We were approached by the owner of Skoosh.com with the following problem: A very large travel booking company is receiving feeds of available hotel rooms, discounts, and travel opportunities from multiple international sources of such data. The incoming data is highly unstructured and using different formats which requires every entry to be reviewed. In order to automate this process we have created a system for data disambiguation using machine learning algorithms. In this case study we will examine in details the problems our client was facing and how implementing our solutions exponentially improved the Skoosh system's productivity.

Project overview

The major difficulty of working with such feeds was that the incoming items were marked by numerous errors such as incorrectly entered hotel addresses, wrong telephone contact numbers, wrongly transliterated hotel names, and multiple missing hotel features such as missing web site addresses, email addresses, hotel amenities, post codes, etc.

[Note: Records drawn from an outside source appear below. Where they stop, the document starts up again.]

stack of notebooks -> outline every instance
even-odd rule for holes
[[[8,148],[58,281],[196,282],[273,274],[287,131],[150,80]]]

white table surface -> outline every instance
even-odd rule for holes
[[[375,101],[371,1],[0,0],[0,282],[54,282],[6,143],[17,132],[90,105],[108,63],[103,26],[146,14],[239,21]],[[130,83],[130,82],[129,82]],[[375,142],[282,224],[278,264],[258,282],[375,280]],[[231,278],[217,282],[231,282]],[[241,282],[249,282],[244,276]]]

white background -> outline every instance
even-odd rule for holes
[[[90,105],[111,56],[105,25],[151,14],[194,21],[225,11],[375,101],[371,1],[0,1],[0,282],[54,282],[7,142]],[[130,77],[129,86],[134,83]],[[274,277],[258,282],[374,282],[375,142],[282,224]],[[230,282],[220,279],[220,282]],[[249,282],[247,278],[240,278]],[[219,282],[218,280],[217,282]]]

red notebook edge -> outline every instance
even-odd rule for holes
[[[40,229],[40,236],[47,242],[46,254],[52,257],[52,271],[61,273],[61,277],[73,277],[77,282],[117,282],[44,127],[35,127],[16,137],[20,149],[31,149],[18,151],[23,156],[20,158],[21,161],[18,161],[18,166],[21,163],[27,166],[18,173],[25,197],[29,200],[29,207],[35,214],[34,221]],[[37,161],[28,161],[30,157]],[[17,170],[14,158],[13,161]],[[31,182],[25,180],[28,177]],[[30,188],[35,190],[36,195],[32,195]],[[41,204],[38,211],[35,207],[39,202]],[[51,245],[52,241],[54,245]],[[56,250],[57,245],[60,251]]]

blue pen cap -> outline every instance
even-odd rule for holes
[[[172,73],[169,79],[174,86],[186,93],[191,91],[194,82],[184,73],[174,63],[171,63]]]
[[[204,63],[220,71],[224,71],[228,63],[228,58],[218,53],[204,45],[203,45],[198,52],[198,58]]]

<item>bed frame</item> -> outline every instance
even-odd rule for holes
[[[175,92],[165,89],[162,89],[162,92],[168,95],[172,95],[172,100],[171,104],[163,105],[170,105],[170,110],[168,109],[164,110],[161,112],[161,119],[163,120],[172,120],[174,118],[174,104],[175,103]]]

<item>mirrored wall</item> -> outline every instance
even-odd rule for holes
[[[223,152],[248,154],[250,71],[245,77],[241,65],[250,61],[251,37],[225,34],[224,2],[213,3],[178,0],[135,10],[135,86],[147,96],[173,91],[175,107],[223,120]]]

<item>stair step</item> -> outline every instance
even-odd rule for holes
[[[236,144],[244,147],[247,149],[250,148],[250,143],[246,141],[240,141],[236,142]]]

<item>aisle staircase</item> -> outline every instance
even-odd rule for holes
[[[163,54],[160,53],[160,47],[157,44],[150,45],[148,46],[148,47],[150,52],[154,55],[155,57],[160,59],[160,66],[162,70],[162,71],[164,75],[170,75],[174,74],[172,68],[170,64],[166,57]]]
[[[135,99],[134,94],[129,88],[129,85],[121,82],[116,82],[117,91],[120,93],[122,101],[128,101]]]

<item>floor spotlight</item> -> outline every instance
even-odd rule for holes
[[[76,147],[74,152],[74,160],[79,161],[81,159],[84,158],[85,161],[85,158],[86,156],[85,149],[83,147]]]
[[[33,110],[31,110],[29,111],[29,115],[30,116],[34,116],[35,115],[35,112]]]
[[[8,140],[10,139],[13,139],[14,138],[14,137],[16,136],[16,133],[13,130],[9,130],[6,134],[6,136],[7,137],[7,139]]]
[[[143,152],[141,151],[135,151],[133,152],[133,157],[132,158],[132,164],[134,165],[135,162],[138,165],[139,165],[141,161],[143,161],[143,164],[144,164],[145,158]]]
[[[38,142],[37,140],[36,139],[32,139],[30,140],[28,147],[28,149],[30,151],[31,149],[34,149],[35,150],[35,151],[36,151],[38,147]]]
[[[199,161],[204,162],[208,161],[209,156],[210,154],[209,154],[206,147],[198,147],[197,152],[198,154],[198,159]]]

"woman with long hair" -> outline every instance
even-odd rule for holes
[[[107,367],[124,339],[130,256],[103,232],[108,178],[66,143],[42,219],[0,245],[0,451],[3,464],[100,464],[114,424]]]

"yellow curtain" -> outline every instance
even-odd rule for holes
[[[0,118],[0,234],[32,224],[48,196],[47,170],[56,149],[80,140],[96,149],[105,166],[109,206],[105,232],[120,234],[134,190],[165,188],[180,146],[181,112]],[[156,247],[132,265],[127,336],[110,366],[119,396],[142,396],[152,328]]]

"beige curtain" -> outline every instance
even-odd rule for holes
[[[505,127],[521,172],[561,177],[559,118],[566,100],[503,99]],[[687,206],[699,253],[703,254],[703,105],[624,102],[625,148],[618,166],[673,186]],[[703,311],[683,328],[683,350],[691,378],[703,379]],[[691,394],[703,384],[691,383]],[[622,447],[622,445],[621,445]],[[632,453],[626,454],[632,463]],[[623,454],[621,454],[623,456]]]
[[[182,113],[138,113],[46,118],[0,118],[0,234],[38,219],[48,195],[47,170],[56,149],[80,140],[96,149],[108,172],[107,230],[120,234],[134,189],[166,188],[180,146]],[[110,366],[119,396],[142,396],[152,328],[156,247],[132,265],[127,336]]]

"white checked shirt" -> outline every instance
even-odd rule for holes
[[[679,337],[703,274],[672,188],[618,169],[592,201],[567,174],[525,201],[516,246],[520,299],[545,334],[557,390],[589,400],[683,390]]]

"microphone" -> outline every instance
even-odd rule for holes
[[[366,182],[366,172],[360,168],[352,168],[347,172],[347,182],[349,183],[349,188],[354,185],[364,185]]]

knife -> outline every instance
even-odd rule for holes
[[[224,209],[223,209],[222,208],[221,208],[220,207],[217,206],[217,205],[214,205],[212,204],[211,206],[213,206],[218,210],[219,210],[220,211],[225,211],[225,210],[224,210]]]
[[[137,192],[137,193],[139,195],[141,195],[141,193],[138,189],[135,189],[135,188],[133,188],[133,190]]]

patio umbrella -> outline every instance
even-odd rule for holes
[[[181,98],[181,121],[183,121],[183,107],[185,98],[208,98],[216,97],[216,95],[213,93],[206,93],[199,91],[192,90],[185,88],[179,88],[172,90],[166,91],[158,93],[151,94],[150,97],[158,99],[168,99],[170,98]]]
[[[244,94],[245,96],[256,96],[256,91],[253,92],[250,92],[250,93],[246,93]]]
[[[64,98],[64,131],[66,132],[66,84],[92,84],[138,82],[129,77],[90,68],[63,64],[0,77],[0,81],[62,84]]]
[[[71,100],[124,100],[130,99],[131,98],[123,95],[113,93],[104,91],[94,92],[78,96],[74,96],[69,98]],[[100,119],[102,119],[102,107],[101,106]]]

Since each item from each travel agent has to be linked to a real physical entity to match the search criteria of the online customers, every single item at the entire database had to be reviewed manually to be linked to a real-world physical hotel. The size of the database, when we were approached, was about 70 000 different entities. The trained manual operators were spending about one year to complete a review of about 50% of this data, missing business opportunities by not offering results from the other 50% of the purchased data, and the observed human error rate was about 10%. A number of professional authorities have been attempting to design a solution for more than one year, and the achieved gains were disproportionate when compared to the time and funds needed to reach them. The project which we undertook was aimed at completely automating the clustering of the available hotels while maintaining acceptable error rates that should not go beyond the observed human error rate.

The results

The automation reduced the manpower needed to maintain the data from one year for every 70 000 items, to about 3 days for every 100 000 items.Within two weeks we had a demo that was already surpassing the results achieved by the previous professionals working on the task for more than one year. Within 30 days we had designed a solution that reached accuracy rates of more than 98%, exhaustiveness of 100%, and required only about 72 hrs of fully automated computations to process the entire data set. Due to the huge change in the review process the company was able to contract many additional sources of data within the past four years, and is currently able to operate with almost 1 000 000 items at its database. The product pool grew more than ten times, while the automation reduced the manpower needed to maintain the data from one year for every 70 000 items, to about 3 days for every 100 000 items. The preprocessing phase stopped being the bottleneck limiting the growth of the company, and it is currently able to expand its product portfolio by contracting new data sources at virtually unlimited rate.

Technological overview

A number of machine learning algorithms were used during the different stages of the product development. The automated disambiguation and clustering process was divided into three phases: data normalization, item clustering, quality post-processing of the data.

Data normalization:

Due to the multiple sources of data, each set from each vendor used different formats to supply the data. We had to design a system that would normalize the data, and which would allow us to use identical encoding for each item. The identical encoding was needed so that we could then implement comparison and distance measures between different items from the data. A simple compression algorithm was designed to minimize the size of the data when placed into the operational memory. The textual data was converted to UTF8 encoded streams regardless of the incoming encoding, and all nominal values were further compressed by removing features that were major sources of error. A pattern detecting algorithm was run against the data to find patterns that lead to data corruption and to remove them. Such happened to be the number 0 at the phone numbers, for example. Preliminary results showed that removing all zeroes from the phone numbers resulted in clusters with smaller inter-cluster distances making the resulting groups more compact and with more distinct borders. The result of the data normalization phase was that we could accept any source of data in any format and convert it to a well formatted record. The entire data was then vectorized and used as input for the item clustering phase.

Item clustering:

A combination of distance measures were used to form a secondary vector of features for each record. The first calculated distance measure for some of the item features was a heavily customized version of the Levenshtein distance. Due to the numerous typing errors, wrong transliterations, inconsistent word order, international hotel names and address formats, the designed distance measure allowed us to examine the similarity of seemingly unconnected items. Once we had the distance measure calculated for the textual features, we designed a feedforward neural network to find efficient distance threshold values which would later be needed for the actual clustering algorithms. Another benefit of applying thresholds for the distances was that they had to be estimated only once, and could then be hard-coded where needed, reducing the computational complexity of the task by a factor of two. We were also able to separate all outliers that fell outside of the ranges defined by the upper and lower thresholds. The fact that we had the outliers separated meant that we could use another learning model to work only with them. Our initial assumption that the default classifier would not be able to handle them well was correct and this led to further accuracy gains.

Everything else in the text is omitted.